Thursday, September 18, 2008

Be careful when moving into your 1031 property








New modification may affect taxpayers who exchange into residential property then convert that property to a personal residence.

What this means: Your residential tax break will be affected if the sale property was converted from rental to primary residence.

On July 30, 2008, President Bush signed the Housing Assistance act of 2008 that includes a modification to the Section 121 exclusion. This provides an exclusion of gain on the sale of a primary residence.

Section 121 allows a taxpayer to exclude up to $250,000 ($500,000 married filing jointly) of gain on the sale of a primary residence as long as they have lived in the property for 2 out of 5 years preceding the sale.

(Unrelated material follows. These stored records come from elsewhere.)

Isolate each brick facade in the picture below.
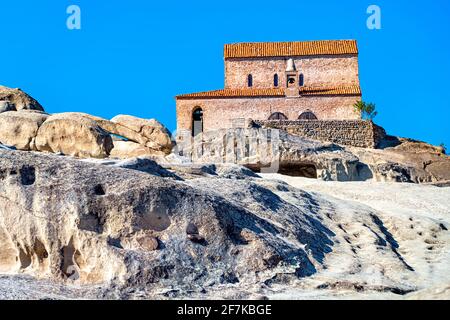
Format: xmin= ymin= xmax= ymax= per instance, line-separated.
xmin=176 ymin=96 xmax=361 ymax=132
xmin=225 ymin=55 xmax=359 ymax=89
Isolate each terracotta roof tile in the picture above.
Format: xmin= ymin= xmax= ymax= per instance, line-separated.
xmin=224 ymin=40 xmax=358 ymax=59
xmin=176 ymin=88 xmax=284 ymax=99
xmin=176 ymin=85 xmax=361 ymax=99
xmin=300 ymin=85 xmax=361 ymax=96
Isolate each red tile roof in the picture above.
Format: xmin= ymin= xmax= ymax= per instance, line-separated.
xmin=300 ymin=85 xmax=361 ymax=96
xmin=176 ymin=85 xmax=361 ymax=99
xmin=224 ymin=40 xmax=358 ymax=59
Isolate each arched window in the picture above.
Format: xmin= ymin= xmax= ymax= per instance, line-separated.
xmin=273 ymin=74 xmax=279 ymax=87
xmin=247 ymin=74 xmax=253 ymax=87
xmin=299 ymin=73 xmax=304 ymax=86
xmin=192 ymin=107 xmax=203 ymax=136
xmin=298 ymin=110 xmax=317 ymax=120
xmin=268 ymin=112 xmax=288 ymax=120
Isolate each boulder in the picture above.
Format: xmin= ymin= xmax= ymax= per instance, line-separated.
xmin=111 ymin=115 xmax=173 ymax=154
xmin=59 ymin=113 xmax=173 ymax=157
xmin=110 ymin=140 xmax=164 ymax=159
xmin=0 ymin=110 xmax=49 ymax=150
xmin=35 ymin=113 xmax=113 ymax=158
xmin=77 ymin=113 xmax=149 ymax=146
xmin=0 ymin=86 xmax=44 ymax=111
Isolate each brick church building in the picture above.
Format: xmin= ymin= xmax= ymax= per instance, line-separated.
xmin=176 ymin=40 xmax=362 ymax=136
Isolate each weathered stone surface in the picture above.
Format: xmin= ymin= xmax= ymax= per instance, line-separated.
xmin=120 ymin=232 xmax=159 ymax=251
xmin=0 ymin=86 xmax=44 ymax=111
xmin=35 ymin=113 xmax=113 ymax=158
xmin=0 ymin=149 xmax=332 ymax=287
xmin=78 ymin=113 xmax=149 ymax=145
xmin=176 ymin=127 xmax=360 ymax=181
xmin=0 ymin=101 xmax=15 ymax=113
xmin=46 ymin=112 xmax=173 ymax=158
xmin=255 ymin=119 xmax=386 ymax=148
xmin=111 ymin=115 xmax=173 ymax=154
xmin=175 ymin=127 xmax=450 ymax=183
xmin=110 ymin=140 xmax=164 ymax=159
xmin=349 ymin=137 xmax=450 ymax=183
xmin=0 ymin=149 xmax=449 ymax=299
xmin=0 ymin=110 xmax=49 ymax=150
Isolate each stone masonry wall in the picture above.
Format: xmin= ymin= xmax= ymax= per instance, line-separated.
xmin=254 ymin=119 xmax=386 ymax=148
xmin=176 ymin=95 xmax=361 ymax=133
xmin=225 ymin=54 xmax=360 ymax=89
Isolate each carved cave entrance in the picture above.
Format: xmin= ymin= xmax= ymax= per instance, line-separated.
xmin=249 ymin=162 xmax=318 ymax=179
xmin=192 ymin=108 xmax=203 ymax=137
xmin=278 ymin=163 xmax=318 ymax=179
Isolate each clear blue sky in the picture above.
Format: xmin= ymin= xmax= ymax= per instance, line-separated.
xmin=1 ymin=0 xmax=449 ymax=147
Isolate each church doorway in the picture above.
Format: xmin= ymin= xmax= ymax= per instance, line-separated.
xmin=192 ymin=108 xmax=203 ymax=136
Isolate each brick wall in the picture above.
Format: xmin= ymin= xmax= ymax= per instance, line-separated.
xmin=176 ymin=95 xmax=361 ymax=133
xmin=253 ymin=119 xmax=386 ymax=148
xmin=225 ymin=54 xmax=360 ymax=89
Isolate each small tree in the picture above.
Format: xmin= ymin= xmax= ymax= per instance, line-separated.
xmin=354 ymin=101 xmax=378 ymax=121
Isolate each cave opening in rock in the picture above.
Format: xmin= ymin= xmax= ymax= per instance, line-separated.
xmin=278 ymin=163 xmax=318 ymax=178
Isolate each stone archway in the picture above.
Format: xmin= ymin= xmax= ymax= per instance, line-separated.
xmin=278 ymin=162 xmax=318 ymax=178
xmin=192 ymin=107 xmax=203 ymax=136
xmin=298 ymin=110 xmax=318 ymax=120
xmin=268 ymin=112 xmax=288 ymax=120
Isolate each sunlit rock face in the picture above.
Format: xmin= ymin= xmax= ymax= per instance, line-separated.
xmin=0 ymin=86 xmax=44 ymax=112
xmin=1 ymin=149 xmax=449 ymax=300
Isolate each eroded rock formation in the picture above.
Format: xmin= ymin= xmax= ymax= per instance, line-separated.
xmin=111 ymin=115 xmax=173 ymax=154
xmin=0 ymin=149 xmax=449 ymax=299
xmin=34 ymin=113 xmax=113 ymax=158
xmin=0 ymin=110 xmax=49 ymax=150
xmin=176 ymin=128 xmax=450 ymax=183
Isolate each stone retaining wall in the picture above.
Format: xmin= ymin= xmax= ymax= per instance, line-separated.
xmin=253 ymin=119 xmax=386 ymax=148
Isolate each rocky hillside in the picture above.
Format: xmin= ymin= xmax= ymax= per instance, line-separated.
xmin=180 ymin=127 xmax=450 ymax=183
xmin=0 ymin=86 xmax=173 ymax=159
xmin=0 ymin=149 xmax=449 ymax=299
xmin=1 ymin=85 xmax=449 ymax=184
xmin=1 ymin=85 xmax=449 ymax=299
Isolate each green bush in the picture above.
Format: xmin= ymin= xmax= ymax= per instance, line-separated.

Under the new law, which is effective January 1, 2009, the Section 121 exclusion will not apply to gain from the sale of the residence that is allocable to periods of “nonqualified use”. Nonqualified use refers to periods that the property is not used as the taxpayer’s principal residence.

For example, a taxpayer exchanged into a property through a 1031 exchange and rented it for 4 years. The taxpayer then decides to move into the property, convert its use to primary residence for 2 years then sell the property and realize $250,000 of gain. Under the old law, this gain would be excluded under Section 121. Now, the 121 exclusion is prorated for the periods of time that the property was held for nonqualified use. This means that 4/6 or 4 out of 6 years of gain is ineligible for the $250,000 exclusion.

However, this change only applies to time periods prior to conversion into a personal residence. If a taxpayer converts a primary residence to rental and never converts the property back to primary use, then the $250,000 exclusion of gain is still valid.